Expert: Paul Klarreich - 8/26/2010

Question
A right triangle is formed in the first quadrant by the x and
y axes (points (0,y) and (x,o)) and the line through the point
(3,2). Write the length of L the hypotenuse as a function of
x. Okay so I got part of it, but my teacher said something
about the distance formula and this ((x-3)^2+(y-2))^1/2

Answer
Questioner:   Pain
Category:  Calculus
Private:  no
 
Subject:  Trig/Precalc
Question:  A right triangle is formed in the first quadrant by the x and y axes (points (0,y) and (x,o)) and the line through the point (3,2). Write the length of L the hypotenuse as a function of x. Okay so I got part of it, but my teacher said something about the distance formula and this ((x-3)^2+(y-2))^1/2
 

let's make the points (0,b) and (a,0) -- we can fix it up later; it will make L be a function of 'a'.
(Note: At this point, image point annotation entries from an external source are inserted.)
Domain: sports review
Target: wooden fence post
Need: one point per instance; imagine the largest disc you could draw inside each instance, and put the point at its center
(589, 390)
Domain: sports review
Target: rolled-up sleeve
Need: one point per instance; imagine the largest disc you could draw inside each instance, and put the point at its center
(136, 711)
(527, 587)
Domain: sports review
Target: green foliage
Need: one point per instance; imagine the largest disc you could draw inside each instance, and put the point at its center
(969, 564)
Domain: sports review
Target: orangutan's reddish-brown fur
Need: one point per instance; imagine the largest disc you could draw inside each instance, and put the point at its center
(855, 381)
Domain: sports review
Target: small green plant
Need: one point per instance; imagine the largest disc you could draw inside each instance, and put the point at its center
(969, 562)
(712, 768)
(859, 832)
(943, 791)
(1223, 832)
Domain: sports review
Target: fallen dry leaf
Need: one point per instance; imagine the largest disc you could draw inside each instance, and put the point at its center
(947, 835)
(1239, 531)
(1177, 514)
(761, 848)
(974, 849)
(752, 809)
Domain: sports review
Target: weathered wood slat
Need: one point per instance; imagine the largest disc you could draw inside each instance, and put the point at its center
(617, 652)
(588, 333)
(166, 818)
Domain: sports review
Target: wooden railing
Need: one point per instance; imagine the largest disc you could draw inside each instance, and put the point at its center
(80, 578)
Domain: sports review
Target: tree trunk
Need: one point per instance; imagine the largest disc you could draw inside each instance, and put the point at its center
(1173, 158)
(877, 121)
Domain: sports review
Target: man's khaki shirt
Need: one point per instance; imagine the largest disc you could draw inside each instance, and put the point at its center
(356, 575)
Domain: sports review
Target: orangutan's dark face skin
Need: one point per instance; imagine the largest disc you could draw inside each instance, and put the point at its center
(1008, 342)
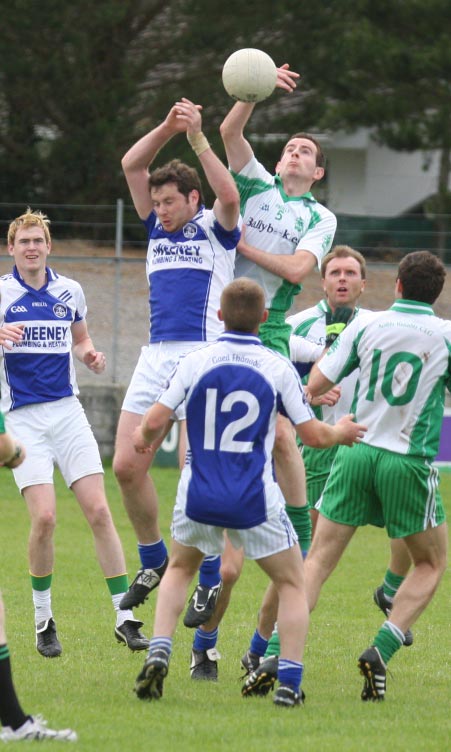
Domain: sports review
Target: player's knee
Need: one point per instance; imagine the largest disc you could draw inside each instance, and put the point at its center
(285, 440)
(44, 524)
(127, 473)
(99, 517)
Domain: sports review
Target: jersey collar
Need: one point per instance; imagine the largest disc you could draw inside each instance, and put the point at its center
(49, 272)
(240, 338)
(402, 305)
(308, 196)
(324, 306)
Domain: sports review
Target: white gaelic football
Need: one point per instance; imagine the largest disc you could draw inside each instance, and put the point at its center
(249, 75)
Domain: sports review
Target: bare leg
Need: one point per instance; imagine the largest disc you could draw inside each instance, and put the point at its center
(289, 464)
(286, 572)
(400, 560)
(41, 505)
(90, 494)
(184, 562)
(428, 550)
(232, 561)
(137, 487)
(329, 543)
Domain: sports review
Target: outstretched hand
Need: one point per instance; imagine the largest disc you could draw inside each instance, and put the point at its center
(95, 361)
(286, 79)
(185, 116)
(349, 432)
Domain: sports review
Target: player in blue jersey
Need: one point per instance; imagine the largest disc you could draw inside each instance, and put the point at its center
(42, 316)
(16, 723)
(404, 357)
(234, 389)
(190, 259)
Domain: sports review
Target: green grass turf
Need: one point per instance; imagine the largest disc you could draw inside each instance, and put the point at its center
(90, 687)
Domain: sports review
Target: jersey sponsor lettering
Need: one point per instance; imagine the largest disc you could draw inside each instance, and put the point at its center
(40, 367)
(187, 272)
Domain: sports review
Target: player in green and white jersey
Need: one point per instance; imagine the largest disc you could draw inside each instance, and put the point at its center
(404, 357)
(343, 275)
(286, 232)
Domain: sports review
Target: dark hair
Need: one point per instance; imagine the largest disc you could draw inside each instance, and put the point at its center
(422, 276)
(242, 305)
(320, 156)
(343, 251)
(184, 177)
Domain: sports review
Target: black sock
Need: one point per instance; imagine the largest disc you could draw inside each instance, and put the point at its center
(11, 713)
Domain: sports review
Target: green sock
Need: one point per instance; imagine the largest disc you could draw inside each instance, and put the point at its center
(273, 644)
(117, 584)
(300, 519)
(388, 640)
(391, 583)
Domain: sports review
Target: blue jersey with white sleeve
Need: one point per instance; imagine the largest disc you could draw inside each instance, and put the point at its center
(234, 389)
(187, 271)
(40, 367)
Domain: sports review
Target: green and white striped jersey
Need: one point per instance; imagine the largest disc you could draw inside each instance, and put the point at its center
(279, 224)
(404, 356)
(307, 344)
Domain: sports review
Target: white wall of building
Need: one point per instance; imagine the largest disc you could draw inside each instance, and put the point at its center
(364, 178)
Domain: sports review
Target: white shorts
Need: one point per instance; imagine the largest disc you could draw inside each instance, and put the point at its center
(275, 535)
(54, 433)
(151, 375)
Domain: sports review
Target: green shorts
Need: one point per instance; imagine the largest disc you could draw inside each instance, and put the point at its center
(368, 485)
(275, 333)
(318, 464)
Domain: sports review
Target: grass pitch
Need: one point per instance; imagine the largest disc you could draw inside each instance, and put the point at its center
(90, 688)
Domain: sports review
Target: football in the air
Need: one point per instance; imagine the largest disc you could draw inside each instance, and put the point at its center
(249, 75)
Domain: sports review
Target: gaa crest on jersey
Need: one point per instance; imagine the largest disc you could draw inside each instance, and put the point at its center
(59, 310)
(190, 231)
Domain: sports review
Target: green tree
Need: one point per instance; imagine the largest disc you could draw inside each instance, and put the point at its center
(389, 69)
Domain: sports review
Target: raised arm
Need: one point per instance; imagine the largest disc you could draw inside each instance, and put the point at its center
(227, 204)
(294, 268)
(238, 149)
(136, 162)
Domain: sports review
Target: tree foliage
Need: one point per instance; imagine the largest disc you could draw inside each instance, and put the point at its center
(79, 82)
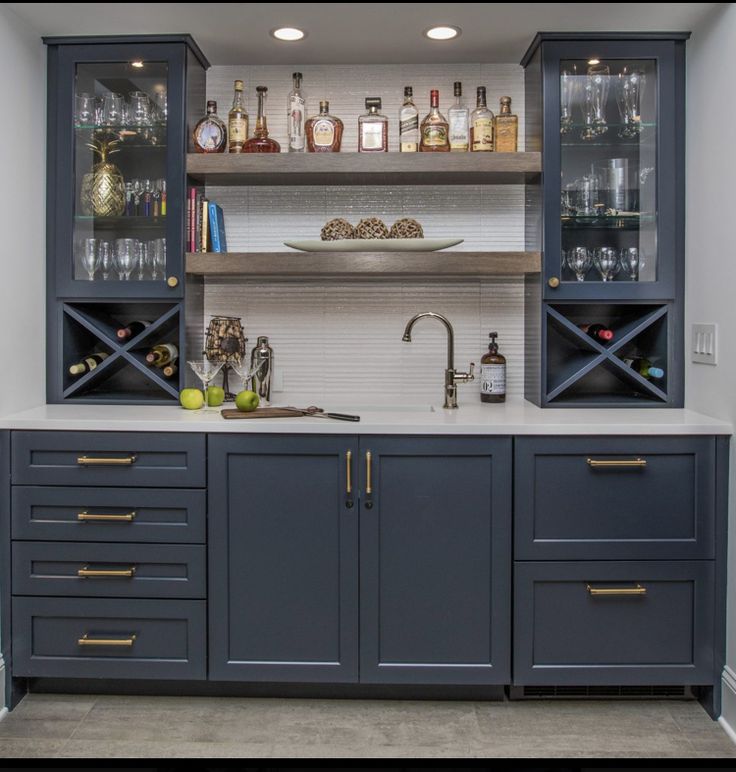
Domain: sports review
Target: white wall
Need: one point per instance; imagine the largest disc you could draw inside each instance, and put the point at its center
(23, 206)
(711, 247)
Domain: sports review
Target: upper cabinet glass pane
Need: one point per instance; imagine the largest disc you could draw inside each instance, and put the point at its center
(120, 129)
(608, 128)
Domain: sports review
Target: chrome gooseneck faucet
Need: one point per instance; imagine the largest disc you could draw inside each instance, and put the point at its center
(452, 378)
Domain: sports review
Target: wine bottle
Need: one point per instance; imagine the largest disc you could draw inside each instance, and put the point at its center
(645, 368)
(598, 332)
(88, 363)
(162, 354)
(132, 329)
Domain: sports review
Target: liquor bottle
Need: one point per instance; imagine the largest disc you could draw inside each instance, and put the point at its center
(237, 121)
(296, 114)
(493, 373)
(260, 142)
(324, 131)
(210, 134)
(88, 363)
(162, 354)
(481, 125)
(434, 130)
(373, 128)
(132, 329)
(408, 123)
(458, 117)
(598, 332)
(645, 368)
(506, 129)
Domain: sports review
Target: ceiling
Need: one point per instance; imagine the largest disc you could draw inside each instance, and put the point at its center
(353, 33)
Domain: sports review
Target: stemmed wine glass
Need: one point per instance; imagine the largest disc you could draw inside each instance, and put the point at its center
(205, 371)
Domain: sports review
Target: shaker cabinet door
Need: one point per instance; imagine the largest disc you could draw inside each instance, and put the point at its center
(283, 559)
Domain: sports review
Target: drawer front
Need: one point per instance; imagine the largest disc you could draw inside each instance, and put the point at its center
(95, 569)
(586, 498)
(109, 458)
(654, 625)
(109, 514)
(108, 638)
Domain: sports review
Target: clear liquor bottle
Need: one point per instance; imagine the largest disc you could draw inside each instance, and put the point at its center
(296, 115)
(408, 123)
(434, 130)
(260, 142)
(373, 128)
(458, 117)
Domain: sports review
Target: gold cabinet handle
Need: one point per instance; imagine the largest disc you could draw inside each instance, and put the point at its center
(85, 640)
(89, 461)
(638, 590)
(87, 517)
(636, 463)
(105, 573)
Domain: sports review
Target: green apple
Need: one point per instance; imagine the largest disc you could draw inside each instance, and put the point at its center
(215, 396)
(191, 399)
(247, 401)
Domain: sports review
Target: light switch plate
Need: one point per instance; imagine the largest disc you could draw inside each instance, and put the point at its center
(703, 348)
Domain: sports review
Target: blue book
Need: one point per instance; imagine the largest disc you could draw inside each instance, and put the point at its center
(217, 228)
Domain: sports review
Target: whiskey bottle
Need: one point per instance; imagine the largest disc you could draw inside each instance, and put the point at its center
(210, 134)
(296, 113)
(481, 125)
(237, 121)
(260, 142)
(506, 129)
(373, 128)
(459, 119)
(408, 123)
(324, 131)
(434, 130)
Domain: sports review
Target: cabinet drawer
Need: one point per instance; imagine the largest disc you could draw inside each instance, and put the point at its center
(109, 514)
(650, 498)
(108, 638)
(109, 458)
(108, 570)
(653, 626)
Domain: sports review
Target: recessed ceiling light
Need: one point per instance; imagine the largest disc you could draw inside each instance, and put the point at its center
(289, 34)
(443, 32)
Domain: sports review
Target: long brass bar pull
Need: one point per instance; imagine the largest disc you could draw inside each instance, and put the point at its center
(87, 517)
(106, 573)
(624, 463)
(612, 591)
(85, 640)
(90, 461)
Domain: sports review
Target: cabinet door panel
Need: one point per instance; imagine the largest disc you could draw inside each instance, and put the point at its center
(283, 559)
(435, 561)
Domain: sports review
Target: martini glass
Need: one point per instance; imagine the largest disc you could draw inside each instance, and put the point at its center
(205, 371)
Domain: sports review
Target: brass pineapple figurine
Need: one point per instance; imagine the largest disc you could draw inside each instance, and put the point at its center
(103, 189)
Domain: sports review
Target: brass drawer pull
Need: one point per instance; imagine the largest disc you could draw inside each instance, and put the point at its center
(636, 463)
(85, 640)
(638, 590)
(87, 517)
(89, 461)
(104, 573)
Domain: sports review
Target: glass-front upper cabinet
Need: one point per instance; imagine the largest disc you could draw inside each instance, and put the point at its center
(119, 128)
(612, 124)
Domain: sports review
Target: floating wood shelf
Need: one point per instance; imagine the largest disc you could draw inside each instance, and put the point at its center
(366, 265)
(364, 168)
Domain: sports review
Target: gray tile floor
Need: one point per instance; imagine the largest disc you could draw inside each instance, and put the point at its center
(73, 726)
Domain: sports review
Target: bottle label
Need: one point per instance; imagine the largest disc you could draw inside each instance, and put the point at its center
(493, 379)
(483, 134)
(324, 133)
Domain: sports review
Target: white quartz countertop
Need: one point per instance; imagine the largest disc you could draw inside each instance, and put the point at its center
(516, 416)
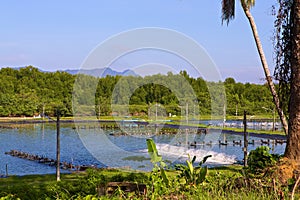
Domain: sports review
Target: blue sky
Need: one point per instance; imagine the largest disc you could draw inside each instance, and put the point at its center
(58, 35)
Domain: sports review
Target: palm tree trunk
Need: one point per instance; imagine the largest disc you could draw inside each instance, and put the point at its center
(265, 66)
(292, 150)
Now the slope of the line is  -b/a, and it passes through (3,2)


y - 2 = -b/a (x - 3)

a(y - 2) = -b(x - 3)

ay - 2a = -bx + 3b

ay  = -bx + 3b + 2a
...................
y  = -b/a (x - 3) + 2

Now set  x = 0, y = b:

b  = -b/a (  - 3) + 2
 
ab  = 3b  + 2a

ab  - 3b  = 2a
         2a
b  = -------
       a - 3


Now we can determine the distance between  (a,0) and (0,b) using the D.F.

D = sqrt(a^2 + b^2)

D = sqrt(a^2 + (2a/(a-3))^2)

D = a sqrt(1 + (2/(a-3))^2)

D = a sqrt(1 + 4/((a-3)^2))

D = a/(a-3) sqrt(a^2 - 6a + 9 + 4)

D = a/(a-3) sqrt(a^2 - 6a +13)


NOTE: the web site seems to be mangling the characters. it writes 'percent 2B' in place of a plus sign. Sorry about that -- maybe you can fix it up.